444 The Teaching of African-American Studies. (3) A study and development of African-American studies curricula K–12. Includes a study of the problems and procedures of teaching African-American Studies, supervised study, pupils' activities, organization, and development of teaching materials.
445 Critical Issues in the Education of African Americans. (3) Study of African Americans' historical and contemporary struggles for educational access, equity, and excellence. Special emphasis given to the achievement gap, standardized testing, dropout/retention rates and alternatives to the sponsored curriculum such as Afrocentric education and culturally relevant pedagogy. Prerequisite: AAS 100 or instructor's consent.
451 Research Methods in African American Studies. (3) An analysis of basic research methods used in African American Studies. It introduces, researches, and applies historical, anthropological, behavioral, and critical methods to African American Studies, viewed from an African-centered perspective. Writing Instruction in the Discipline (WID) course. Prerequisites: 9 s.h. of AAS core courses and junior standing, or permission of instructor, and ENG 280.
455 Rural Roots of Urban African Americans. (3) Seminar on racial, class, and geographic inequities behind African-Americans' rural-urban migration from the South to the North, especially after 1900. Will help students develop a systematic approach to researching and understanding rural-urban migration's impacts on African Americans. Prerequisite: AAS 100 or 255 or 290, or permission of instructor.
456 African and Diaspora Healing Practices. (3) Examination of the source, history and survival of indigenous African and Diaspora healing methods and concepts: midwives and herbalists to evil eyes and juju. The role of herbs and other natural elements will be covered. Prerequisites: AAS 100 and junior standing, or permission of instructor.
463 Honors Thesis in African American Studies. (3) Students will write original scholarly research/academic findings in the AAS discipline, under faculty supervision. Thesis will follow completed fieldwork (AAS 363) of academic research, data collection (interviews, library work, oral history, observation) and relevant scholarly traditions of the discipline. Prerequisite: AAS 363(H).

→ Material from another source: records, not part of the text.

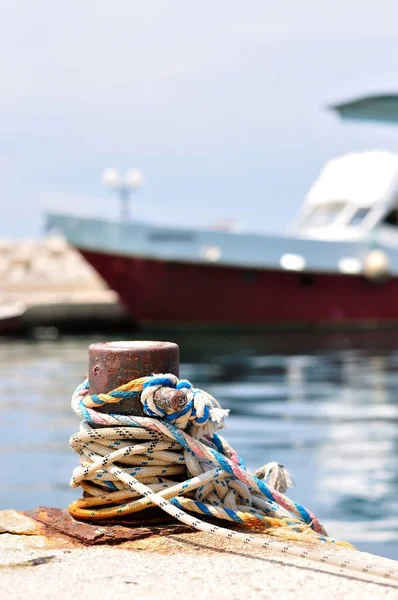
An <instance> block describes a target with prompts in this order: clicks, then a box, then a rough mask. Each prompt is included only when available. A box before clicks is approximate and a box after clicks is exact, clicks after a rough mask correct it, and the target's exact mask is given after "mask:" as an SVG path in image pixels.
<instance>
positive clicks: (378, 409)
mask: <svg viewBox="0 0 398 600" xmlns="http://www.w3.org/2000/svg"><path fill="white" fill-rule="evenodd" d="M118 337H120V336H119V335H118ZM157 337H158V336H157ZM164 337H169V339H174V340H175V341H177V342H179V343H180V348H181V356H182V359H183V362H182V366H181V375H182V376H184V377H187V378H189V379H191V380H192V381H193V382H194V383H195V384H196V385H198V386H203V387H205V388H206V389H207V390H209V391H210V392H211V393H213V394H214V395H215V396H216V397H217V398H218V399H219V400H220V401H221V402H222V403H223V405H225V406H228V407H230V408H231V417H230V419H229V423H228V427H227V429H226V431H225V436H226V437H227V438H228V440H229V441H230V442H231V443H232V445H233V446H234V447H235V448H236V450H237V451H238V452H239V453H240V454H242V456H243V457H244V458H245V460H246V463H247V464H248V466H249V467H250V468H253V469H255V468H257V467H259V466H260V465H262V464H264V463H265V462H267V461H271V460H278V461H279V462H281V463H283V464H285V465H286V466H287V467H288V468H289V469H290V470H291V472H292V473H293V476H294V480H295V483H296V486H295V488H294V490H291V492H290V495H291V496H292V497H293V498H294V499H296V500H297V501H299V502H302V503H303V504H304V505H306V506H308V507H309V508H311V509H312V510H313V511H314V512H315V513H316V514H317V516H318V517H319V518H321V520H323V521H324V522H325V524H326V525H327V528H328V530H329V531H330V532H331V533H332V534H333V535H334V536H336V537H342V538H346V539H349V540H350V541H352V542H354V543H357V545H358V546H359V547H360V548H362V549H367V550H369V551H372V552H376V553H381V554H384V555H386V556H391V557H394V558H398V542H397V533H398V501H397V491H398V461H397V459H398V428H397V420H398V403H397V400H396V397H397V396H396V393H397V388H398V347H397V346H396V345H395V343H396V342H395V340H394V337H395V336H387V337H383V336H381V335H378V336H375V335H373V337H372V334H364V335H362V336H360V335H355V336H351V337H348V336H341V335H340V334H339V335H338V336H327V335H318V336H311V337H306V336H304V335H301V334H300V335H296V336H291V335H289V336H282V335H278V336H262V335H258V336H245V337H243V336H240V337H239V336H204V335H203V336H199V335H196V336H192V335H190V336H188V335H186V336H180V339H178V336H177V339H176V336H175V335H173V336H172V335H169V336H164ZM101 339H102V338H101ZM92 341H98V340H93V339H90V340H87V339H82V338H80V339H72V338H70V339H63V340H59V341H56V342H36V343H34V342H31V343H26V342H22V341H15V342H7V343H3V344H2V345H0V410H1V415H2V427H1V433H2V436H1V438H0V450H1V453H2V456H3V461H2V464H3V485H2V488H1V491H0V508H9V507H13V508H17V509H27V508H31V507H33V506H36V505H39V504H42V505H53V506H65V505H67V504H68V503H69V502H71V501H72V500H73V499H74V498H75V497H76V496H77V495H78V492H77V491H76V490H71V489H70V488H69V487H68V481H69V477H70V474H71V472H72V469H73V468H74V466H75V465H76V457H75V456H74V455H73V453H71V452H70V451H69V449H68V446H67V440H68V438H69V436H70V435H71V434H72V433H73V432H74V431H75V430H76V429H77V426H78V422H77V418H76V417H75V416H74V414H73V413H72V412H71V410H70V407H69V398H70V395H71V393H72V391H73V389H74V387H75V385H76V384H77V383H79V382H80V381H81V380H82V379H83V378H84V376H85V370H86V362H87V346H88V344H89V343H91V342H92Z"/></svg>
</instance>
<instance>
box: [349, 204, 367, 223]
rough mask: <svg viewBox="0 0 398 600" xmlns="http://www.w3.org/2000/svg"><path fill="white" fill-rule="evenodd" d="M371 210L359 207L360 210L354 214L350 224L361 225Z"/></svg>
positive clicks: (350, 221)
mask: <svg viewBox="0 0 398 600" xmlns="http://www.w3.org/2000/svg"><path fill="white" fill-rule="evenodd" d="M369 212H370V208H364V207H362V208H358V210H357V211H356V212H355V213H354V215H353V216H352V217H351V220H350V222H349V225H354V226H357V225H361V224H362V222H363V220H364V219H365V218H366V217H367V216H368V214H369Z"/></svg>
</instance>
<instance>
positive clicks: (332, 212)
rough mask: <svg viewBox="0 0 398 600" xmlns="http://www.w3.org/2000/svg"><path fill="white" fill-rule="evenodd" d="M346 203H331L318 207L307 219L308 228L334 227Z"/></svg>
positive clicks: (335, 202)
mask: <svg viewBox="0 0 398 600" xmlns="http://www.w3.org/2000/svg"><path fill="white" fill-rule="evenodd" d="M344 206H345V203H344V202H331V203H330V204H321V205H320V206H316V207H315V208H314V209H313V211H312V212H311V213H310V215H309V216H308V218H307V222H306V225H307V227H308V226H309V227H327V226H328V225H332V224H333V223H334V222H335V221H336V219H337V217H338V216H339V214H340V213H341V211H342V209H343V207H344Z"/></svg>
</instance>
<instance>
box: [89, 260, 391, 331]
mask: <svg viewBox="0 0 398 600" xmlns="http://www.w3.org/2000/svg"><path fill="white" fill-rule="evenodd" d="M81 254H82V255H83V256H84V257H85V258H86V260H87V261H88V262H89V263H90V264H91V265H92V266H93V267H94V268H95V269H96V271H97V272H98V273H99V274H100V275H101V276H102V277H103V278H104V280H105V281H106V282H107V284H108V285H109V287H110V288H112V289H114V290H115V291H116V292H117V293H118V294H119V296H120V298H121V300H122V302H123V303H124V304H125V306H126V307H127V308H128V310H129V311H130V313H131V315H132V317H133V318H134V320H135V321H136V322H137V323H138V324H144V323H154V324H166V323H170V324H172V323H189V324H220V325H257V324H258V325H269V326H278V325H279V326H282V325H283V326H284V325H301V324H303V325H305V324H312V325H320V324H325V325H338V324H353V325H355V324H357V325H371V324H380V323H383V322H386V323H387V322H388V323H391V322H394V321H396V322H397V323H398V278H391V279H389V280H387V281H385V282H383V283H372V282H370V281H368V280H367V279H365V278H364V277H362V276H354V275H353V276H350V275H338V274H309V273H297V272H291V271H282V270H257V269H243V268H236V267H225V266H219V265H210V264H209V265H207V264H188V263H178V262H163V261H156V260H148V259H140V258H135V257H123V256H112V255H109V254H100V253H97V252H88V251H85V250H84V251H82V250H81Z"/></svg>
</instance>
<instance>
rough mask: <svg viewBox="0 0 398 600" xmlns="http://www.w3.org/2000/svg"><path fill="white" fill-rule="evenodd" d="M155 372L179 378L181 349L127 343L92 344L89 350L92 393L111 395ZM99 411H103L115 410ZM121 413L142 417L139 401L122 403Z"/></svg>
mask: <svg viewBox="0 0 398 600" xmlns="http://www.w3.org/2000/svg"><path fill="white" fill-rule="evenodd" d="M153 373H172V374H173V375H176V376H177V377H178V376H179V348H178V345H177V344H174V343H173V342H155V341H148V340H131V341H130V340H126V341H115V342H114V341H112V342H104V343H96V344H91V346H90V347H89V375H88V378H89V383H90V394H101V393H106V392H109V391H111V390H113V389H115V388H117V387H119V386H120V385H123V384H125V383H127V382H128V381H131V380H132V379H137V378H138V377H144V376H146V375H151V374H153ZM114 408H115V407H114V406H113V408H112V407H111V406H104V407H101V408H98V410H100V411H101V412H109V411H112V410H114ZM118 412H119V413H120V414H135V415H138V414H141V413H142V409H141V404H140V402H139V400H138V401H136V402H134V401H131V400H126V401H125V400H122V401H121V402H120V403H118Z"/></svg>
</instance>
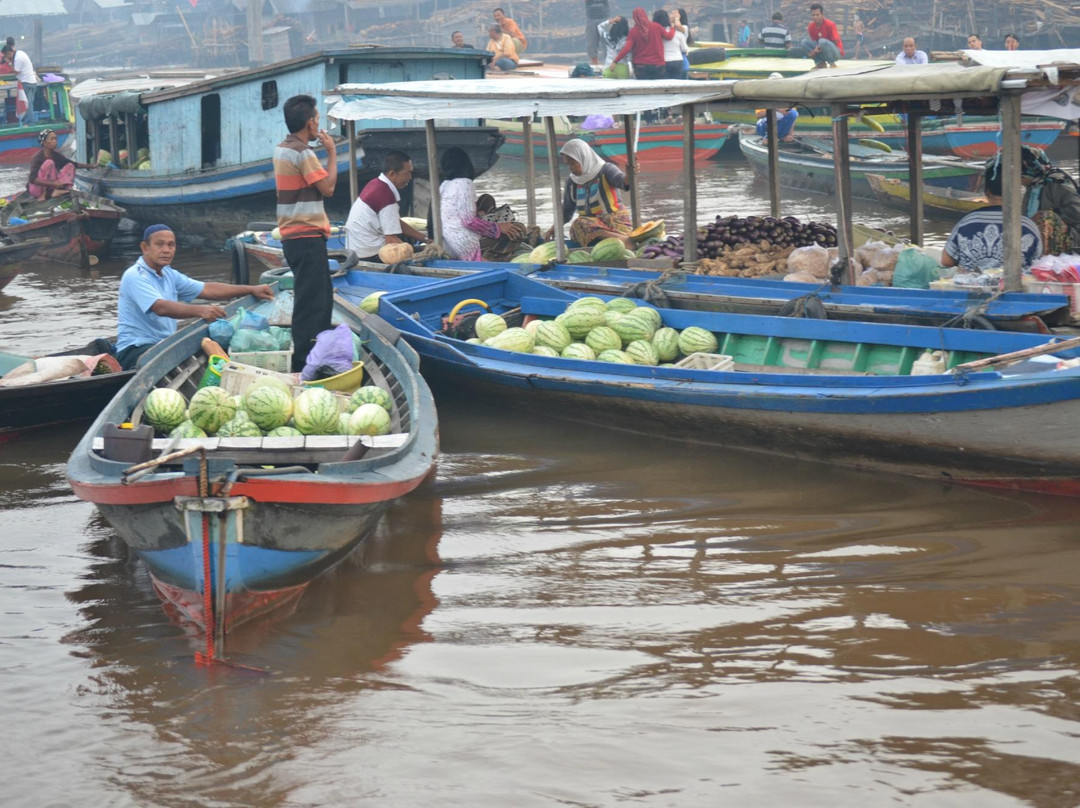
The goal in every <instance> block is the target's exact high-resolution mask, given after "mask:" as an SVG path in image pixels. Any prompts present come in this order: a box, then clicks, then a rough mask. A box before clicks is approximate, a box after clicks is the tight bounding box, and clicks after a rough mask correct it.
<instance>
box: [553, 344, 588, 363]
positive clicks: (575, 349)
mask: <svg viewBox="0 0 1080 808" xmlns="http://www.w3.org/2000/svg"><path fill="white" fill-rule="evenodd" d="M561 355H562V356H563V359H586V360H590V361H591V360H594V359H596V351H594V350H593V349H592V348H590V347H589V346H586V345H585V344H584V342H570V345H568V346H567V347H566V348H564V349H563V353H562V354H561Z"/></svg>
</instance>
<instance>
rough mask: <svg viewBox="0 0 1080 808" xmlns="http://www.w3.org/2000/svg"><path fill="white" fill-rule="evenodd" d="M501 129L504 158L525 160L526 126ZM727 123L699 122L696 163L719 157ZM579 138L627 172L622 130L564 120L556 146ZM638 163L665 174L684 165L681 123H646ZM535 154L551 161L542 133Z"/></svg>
mask: <svg viewBox="0 0 1080 808" xmlns="http://www.w3.org/2000/svg"><path fill="white" fill-rule="evenodd" d="M499 129H500V130H501V131H502V133H503V134H504V135H505V137H507V140H505V143H504V144H503V146H502V152H501V153H502V154H503V156H505V157H508V158H511V159H516V160H524V159H525V135H524V133H523V132H522V124H521V123H519V122H517V121H500V122H499ZM728 135H729V132H728V125H727V124H726V123H704V122H700V121H699V122H697V123H696V124H694V130H693V159H694V162H704V161H705V160H710V159H711V158H713V157H715V156H716V154H717V153H718V152H719V151H720V149H723V148H724V145H725V144H726V143H727V140H728ZM573 137H578V138H580V139H582V140H584V142H585V143H588V144H589V145H590V146H592V148H593V150H594V151H596V153H597V154H599V156H600V157H602V158H604V159H605V160H610V161H611V162H613V163H617V164H618V165H620V166H622V167H623V169H625V166H626V134H625V132H624V130H623V129H622V127H621V126H613V127H610V129H599V130H582V129H581V127H580V126H579V125H577V124H572V123H570V122H569V121H568V120H567V119H566V118H563V119H561V122H559V125H558V127H557V132H556V136H555V143H556V145H557V146H558V148H562V147H563V146H564V145H566V142H567V140H569V139H570V138H573ZM636 153H637V159H638V164H639V165H640V166H642V170H643V171H665V170H670V169H672V167H680V166H681V165H683V124H681V123H643V124H642V129H640V133H639V135H638V139H637V151H636ZM532 154H534V157H535V159H536V160H538V161H540V160H543V161H545V162H546V160H548V139H546V136H545V134H544V132H543V130H542V129H539V127H537V129H534V130H532Z"/></svg>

466 (cross-listed with GEOG 466—Africa) Geography of Africa. (3, repeatable for different regional subtitles to 9) Analysis of the physical and cultural geography of Africa. Not open to students with credit for GEOG 466—Africa. Individuals who receive credit for AAS 466—Africa may take 6 s.h. maximum of GEOG 466 if the regional subtitles are different. Prerequisite: two courses in geography or consent of instructor.
479 Practicum in Survey Research Methods. (3) Students will work one-on-one with a faculty member on a research project in survey research. This is the capstone course for the Survey Research Methods minor, bringing together the theory and practice of survey research methods. Prerequisites: Successful completion of AAS 363, POLS/SOC 432, and at least 12 s.h. in the Survey Research Methods minor.
481 Postcolonial Theory and African Literature. (3) This course will address works of Anglophone, Francophone, and Lusaphone African writers in English translations; examine the basis of postcolonial literary theory, current trends, and how it relates to the contemporary reality of twenty-first century Africa. Prerequisite: AAS 100, or AAS 281, or AAS 381, or permission of instructor.
483 African Film and Cinema. (3) Study of African film and cinema in different parts of Africa with emphasis on colonial cinema and cinema houses and on contemporary films and home videos as elements of modern popular culture in Africa. Prerequisite: AAS 281, 380, or consent of instructor.